In contrast, Maryland faces a looming public pension crisis. Maryland has promised government employees and retirees $21 billion more than lawmakers have saved. For Maryland to avoid Detroit’s fate, Maryland can follow Michigan’s lead in strengthening its workers’ pensions.

 

According to a recent study of the 30 largest government pension funds, Maryland lost out on $7 billion in returns over a decade just by underperforming other state pension funds in investment. Over the 10 years ending in June 2017, Maryland earned just 4.2 percent annual return on the money it set aside for pensions. Maryland’s pension plan overseers disguised this shortfall by assuming a 7.5 percent discount rate in calculating its liability figures, making the pension fund appear closer to being fully funded.

 

Over the years, Michigan pension officials lowered the plan discount rate in response to weak investment returns, despite consistently earning higher returns compared with Maryland. Michigan officials had assumed 8 percent and have gradually lowered it to 7 percent and to 6 percent for some new employees.

 

Lowering the discount rate increases the projections of how much money government policymakers must add to pension plans today to pay for pensions tomorrow. The lower the rate, the more carefully the pension plans are funded.
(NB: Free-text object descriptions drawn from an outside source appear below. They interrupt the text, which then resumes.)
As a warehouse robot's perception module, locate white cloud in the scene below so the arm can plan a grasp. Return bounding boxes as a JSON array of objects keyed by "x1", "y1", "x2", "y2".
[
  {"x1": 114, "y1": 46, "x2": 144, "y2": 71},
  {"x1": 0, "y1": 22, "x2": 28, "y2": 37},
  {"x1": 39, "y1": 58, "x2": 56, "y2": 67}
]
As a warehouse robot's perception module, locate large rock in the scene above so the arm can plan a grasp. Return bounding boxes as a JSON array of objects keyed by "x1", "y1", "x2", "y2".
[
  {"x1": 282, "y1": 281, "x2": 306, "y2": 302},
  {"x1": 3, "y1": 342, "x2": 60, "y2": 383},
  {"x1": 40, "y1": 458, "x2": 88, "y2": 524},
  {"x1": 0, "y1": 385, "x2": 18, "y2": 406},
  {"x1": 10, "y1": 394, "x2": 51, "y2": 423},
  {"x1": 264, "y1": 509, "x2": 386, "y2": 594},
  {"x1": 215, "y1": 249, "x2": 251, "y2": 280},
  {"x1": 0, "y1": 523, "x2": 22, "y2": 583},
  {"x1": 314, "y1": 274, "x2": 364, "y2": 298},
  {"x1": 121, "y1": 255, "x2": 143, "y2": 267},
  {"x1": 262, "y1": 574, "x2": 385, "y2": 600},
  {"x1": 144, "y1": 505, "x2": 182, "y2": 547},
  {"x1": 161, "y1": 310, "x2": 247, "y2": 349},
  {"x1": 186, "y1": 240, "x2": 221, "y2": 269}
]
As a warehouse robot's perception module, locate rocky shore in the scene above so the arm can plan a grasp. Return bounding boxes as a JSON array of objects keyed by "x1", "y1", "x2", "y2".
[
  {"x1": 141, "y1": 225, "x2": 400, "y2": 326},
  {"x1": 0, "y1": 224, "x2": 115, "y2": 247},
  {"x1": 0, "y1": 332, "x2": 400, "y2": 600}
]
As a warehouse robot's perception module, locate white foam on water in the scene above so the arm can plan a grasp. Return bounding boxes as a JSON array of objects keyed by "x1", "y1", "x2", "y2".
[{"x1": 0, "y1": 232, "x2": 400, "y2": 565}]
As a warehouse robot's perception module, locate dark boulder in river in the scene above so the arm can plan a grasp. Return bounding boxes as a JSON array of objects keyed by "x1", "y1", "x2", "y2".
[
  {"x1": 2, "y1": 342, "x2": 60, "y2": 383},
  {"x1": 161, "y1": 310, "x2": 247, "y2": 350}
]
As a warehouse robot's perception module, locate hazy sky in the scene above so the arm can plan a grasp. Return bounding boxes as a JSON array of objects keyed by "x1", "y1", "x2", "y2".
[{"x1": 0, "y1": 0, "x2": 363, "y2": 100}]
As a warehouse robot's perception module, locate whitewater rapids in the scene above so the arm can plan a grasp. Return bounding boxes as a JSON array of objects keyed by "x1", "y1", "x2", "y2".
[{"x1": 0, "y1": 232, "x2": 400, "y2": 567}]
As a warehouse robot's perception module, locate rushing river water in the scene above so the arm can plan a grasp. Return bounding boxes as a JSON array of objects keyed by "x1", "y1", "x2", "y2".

Not surprisingly, politicians rarely reduce these rates, because not doing so frees up spending for more conspicuous programs that could help them get reelected. Maryland lawmakers need to admit they have a perennial problem keeping pensions properly funded.

 

One way to address the underfunding problem would be for governments to stop offering retirement benefits that allow them to kick the costs of today’s workforce onto tomorrow’s taxpayers. Instead of providing underfunded pensions, they should contribute to individual retirement funds and put retirement in employees’ hands.

 

This is what Michigan did for its state employees in the 1990s. New employees participate in a generous 401(k) plan that politicians cannot underfund because the money must be paid upfront. This has prevented the state from owing billions more in underfunded pension benefits.

 

Maryland should follow this move. In 2017, Maryland Gov. Larry Hogan (R) proposed the State Retirement Choice Act for the 21st Century Workforce . This legislation did not pass, but if it had, it would have given the option for new state employees to choose between the existing defined-benefit pension plan and a 401(k) plan.

 

Another legislative session has passed without action on Maryland’s pensions. But lawmakers should reintroduce and adopt this idea.

 

The 401(k) plans keep the state from making its employees and retirees major creditors like those in Detroit, and let people keep building their retirement funds even if they switch employers. At least 37 percent of Maryland workers leave their jobs before they vest in any pension at all.

 

Whether it is in Michigan or Maryland, pension reform is hard for politicians. There are too few political incentives to producing a well-funded pension system. Pushing off the pension debt to the next generation allows government officials to spend more money elsewhere. This is the main reason almost every state has underfunded pensions.

 

It takes strong political will to make these long-term reforms that keep pension plans from being debt factories. But if Michigan lawmakers could overcome these barriers, Maryland lawmakers can, too.

 

James Hohman is a director of fiscal policy at the Mackinac Center. Carol Park is a senior policy analyst in the Center for Business & Economic Competitiveness at the Maryland Public Policy Institute.